Composer John Halle has memorialized this seedy memo and the Brazilian official's reply with a musical number performed by the Sequitur Ensemble, Kristin Nordeval and Dora Ohrenstein, sopranos.

Heidi Przybyla, Bloomberg - Summers, a Harvard economist who worked under Rubin in the Treasury before replacing him as secretary, joined his boss in defeating an effort to rein in over- the-counter derivatives in 1998.

Brooksley Born, then commissioner of the Commodity Futures Trading Commission, wanted to examine regulating the derivatives, including credit-default swaps, saying they posed "grave dangers'' to the economy. Federal Reserve Chairman Alan Greenspan and Rubin issued a rebuke, saying in a statement that they seriously questioned the scope of the CFTC's jurisdiction in this area.

Summers called Born and said he was with bank representatives in his office and they believed that the regulation would lead to an economic crisis, according to a person familiar with the situation who asked to remain anonymous. Summers declined to be interviewed for this article.

Summers and Rubin also helped secure passage of the 1999 Gramm-Leach-Bliley Act, aimed at spurring competition in banking. The law repealed the 1933 Glass-Steagall Act, which had prohibited commercial banks from offering investment and insurance services. Summers, 54, helped craft the legislation, and Rubin urged Congress to pass it and Clinton to sign it. . .

JANET NAPOLITANO

According to David Savage in the LA Times:

- As governor of Arizona, Janet Napolitano last year signed into law the nation's harshest penalty for employers who knowingly hire illegal immigrants, a measure that would take away their business licenses for a second violation.
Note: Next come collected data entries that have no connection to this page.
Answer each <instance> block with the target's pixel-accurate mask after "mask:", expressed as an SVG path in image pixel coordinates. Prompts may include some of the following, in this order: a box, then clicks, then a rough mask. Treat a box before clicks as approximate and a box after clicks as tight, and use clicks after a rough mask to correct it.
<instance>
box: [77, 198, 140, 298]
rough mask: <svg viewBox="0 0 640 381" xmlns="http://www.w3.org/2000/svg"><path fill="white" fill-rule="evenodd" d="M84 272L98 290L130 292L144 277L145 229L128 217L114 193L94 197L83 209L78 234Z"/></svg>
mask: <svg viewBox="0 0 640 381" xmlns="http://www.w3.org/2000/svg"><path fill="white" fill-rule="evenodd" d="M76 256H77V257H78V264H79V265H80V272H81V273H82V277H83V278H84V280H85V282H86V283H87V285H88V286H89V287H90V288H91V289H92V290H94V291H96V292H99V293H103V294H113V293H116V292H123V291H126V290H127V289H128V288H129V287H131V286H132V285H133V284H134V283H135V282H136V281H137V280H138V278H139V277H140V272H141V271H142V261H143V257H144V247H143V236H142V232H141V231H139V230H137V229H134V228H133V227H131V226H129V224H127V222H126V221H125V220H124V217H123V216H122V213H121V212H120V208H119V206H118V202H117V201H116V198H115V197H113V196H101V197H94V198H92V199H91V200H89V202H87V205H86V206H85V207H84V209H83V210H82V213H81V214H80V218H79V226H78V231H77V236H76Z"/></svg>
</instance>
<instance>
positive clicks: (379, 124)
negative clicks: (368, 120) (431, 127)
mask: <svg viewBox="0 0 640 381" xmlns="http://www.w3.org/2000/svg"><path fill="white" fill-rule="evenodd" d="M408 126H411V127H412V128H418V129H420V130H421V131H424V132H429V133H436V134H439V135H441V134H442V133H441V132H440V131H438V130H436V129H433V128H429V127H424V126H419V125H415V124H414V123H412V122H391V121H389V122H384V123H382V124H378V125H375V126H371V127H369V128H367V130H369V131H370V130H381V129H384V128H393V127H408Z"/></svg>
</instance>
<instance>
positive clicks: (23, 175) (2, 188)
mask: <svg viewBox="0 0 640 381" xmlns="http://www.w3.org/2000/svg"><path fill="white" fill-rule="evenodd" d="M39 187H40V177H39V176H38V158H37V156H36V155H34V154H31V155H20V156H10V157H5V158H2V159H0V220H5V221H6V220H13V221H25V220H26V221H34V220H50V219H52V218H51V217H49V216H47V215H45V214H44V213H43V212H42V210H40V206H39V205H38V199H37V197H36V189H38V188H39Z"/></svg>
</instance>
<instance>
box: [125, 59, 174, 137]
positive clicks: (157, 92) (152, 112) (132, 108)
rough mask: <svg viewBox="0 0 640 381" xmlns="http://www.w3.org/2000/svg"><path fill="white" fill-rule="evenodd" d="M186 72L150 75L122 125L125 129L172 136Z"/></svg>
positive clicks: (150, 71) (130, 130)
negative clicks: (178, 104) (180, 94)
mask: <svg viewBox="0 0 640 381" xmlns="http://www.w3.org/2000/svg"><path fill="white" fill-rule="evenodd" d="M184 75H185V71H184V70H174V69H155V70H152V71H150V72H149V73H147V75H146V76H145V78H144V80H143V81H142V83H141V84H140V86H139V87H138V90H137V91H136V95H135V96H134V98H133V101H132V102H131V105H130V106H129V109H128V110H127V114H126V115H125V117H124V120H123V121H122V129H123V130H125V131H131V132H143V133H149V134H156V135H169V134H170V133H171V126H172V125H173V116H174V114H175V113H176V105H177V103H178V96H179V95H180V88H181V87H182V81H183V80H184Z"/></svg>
- She signed a law that would take away the business license for the second violation of a company hiring illegal immigrants, what she called the "business death penalty." The Mexican American Legal Defense and Education Fund and the U.S. Chamber of Commerce went to court to block the measure. It has been approved by a federal judge but is under appeal.

- She opposed punishment against immigrants who are already here.

- She vetoed a bill that would have prevent illegal immigrants from getting state tuition assistance.

- She vetoes a bill that would have require the police to arrest illegal immigrants.

- She has an approval rating over 70%

- John Trazvina, president of the Mexican American Legal Defense and Education Fund: "Arizona has become one of the worst states for immigrants in this country."

- She did not support a border fence. Her reaction: "You show me a 50-foot wall, and I'll show you a 51-foot ladder," she has said.

- She favors a "temporary worker program with no amnesty."